In the case of the OOO core, an illustration is worth a thousand words. So let's see some pictures.

CPU pipeline diagrams

The i486 5-level pipeline worked fine. This idea was quite common among other processor families at the time and worked perfectly in real-world conditions.

Superscalar conveyor i486.

The Pentium pipeline was even better than the i486. It had two compute lines that could run in parallel, and each of them could contain many instructions at various stages, allowing you to process almost two more instructions at the same time.

Two parallel superscalar pipelines Pentium.

However, the presence of fast commands waiting for the execution of slow ones was still a problem in parallel pipelines, as was the presence of consecutive commands (hello stupor). Conveyors were still linear and could face insurmountable performance limitations.

The OOO OOO core design was very different from previous chips with linear paths. The complexity of the pipeline has increased, and non-linear paths have been introduced.

OOO core used since 1995. The color designation corresponds to the five stages used in previous processors. Some steps and buffers are not shown, as they vary from processor to processor.

First, the instructions are loaded from memory and placed in the processor instruction cache. A modern processor decoder can predict the appearance of fast branching (for example, a function call) and start downloading instructions in advance.

The decoding stage has been slightly modified compared to earlier chips. Instead of processing only one instruction per IP, the Pentium Pro could decode up to three instructions per clock. Today's processors (2008-2013) can decode up to four instructions per clock. The result of the decoding are micro-operations (micro-ops / µ-ops).

The next stage (or a group of stages) consists of the translation of micro-operations (micro-op transaltion) and the subsequent assignment of aliases to registers (register aliasing). Many operations are performed simultaneously, possibly out of turn, so one instruction can read from the register while the other writes to it. Writing to the register can suppress the value needed by another instruction. The original registers inside the processor (AX, BX, CX, DX, etc.) are translated (or aliases are created) into internal registers hidden from the programmer. The value of the registers and memory addresses must then be bound to temporary values for processing. At the moment, 4 micro-operations can go through a broadcast stage per clock.

After the broadcast, all micro-operations are included in the reorder buffer (ROB). At the moment, this buffer can hold up to 128 micro-operations. On HT processors, ROB can also act as input command coordinator from virtual processors, distributing two instruction flows to one OOO core.

Now micro-operations are ready for processing and are placed on a reservation (reservation station, RS). RS currently can hold 36 micro-operations at any time.

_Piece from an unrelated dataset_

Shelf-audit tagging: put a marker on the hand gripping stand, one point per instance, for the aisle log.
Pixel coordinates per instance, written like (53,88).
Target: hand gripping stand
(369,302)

Now it's time for the OOO core magic. Microoperations are processed simultaneously on a set of execution units (execution unit), with each unit running as fast as possible. Micro-operations can be processed out of turn, if all the necessary data for this are already available. If data is not available, execution is postponed until they are ready, while other ready-made micro-operations are performed. Thus, long operations do not block fast and the consequences of the stupor of the conveyor are not so sad.

OOO Pentium Pro's core had six execution units: two for working with integers, one for floating point numbers, a boot block, an address storage block, and a data storage block. Two integer blocks were specialized, one could work with complex operations, the other could handle two simple operations at a time. Under ideal conditions, Pentium Pro execution units could process seven micro-operations per clock.

Today's OOO core also contains six execution units. It still contains blocks for loading an address, saving an address, and saving data. However, the other three have changed a bit. Each of the three blocks can now perform simple mathematical operations or a more complex micro-operation. Each of the three blocks is specialized for specific micro-operations, allowing you to perform work faster compared to general-purpose blocks. Under ideal conditions, the current OOO core can process 11 micro-operations per clock.

Finally, the microoperation starts. It goes through smaller stages (different between processors) and goes through a retirement stage. At this point, the micro-operation returns to the outside world and the IP starts pointing to the next instruction. From the point of view of the program, the instruction simply enters the processor and exits on the other hand, just as it did with the old 8086.

If you carefully read the article, you might have noticed a very important problem in the description above. What happens if the place of performance changes? For example, what happens if the code reaches the if or switch constructs? In older processors, this meant dropping all the work in the superscalar pipeline and waiting for the start of processing a new branch of execution.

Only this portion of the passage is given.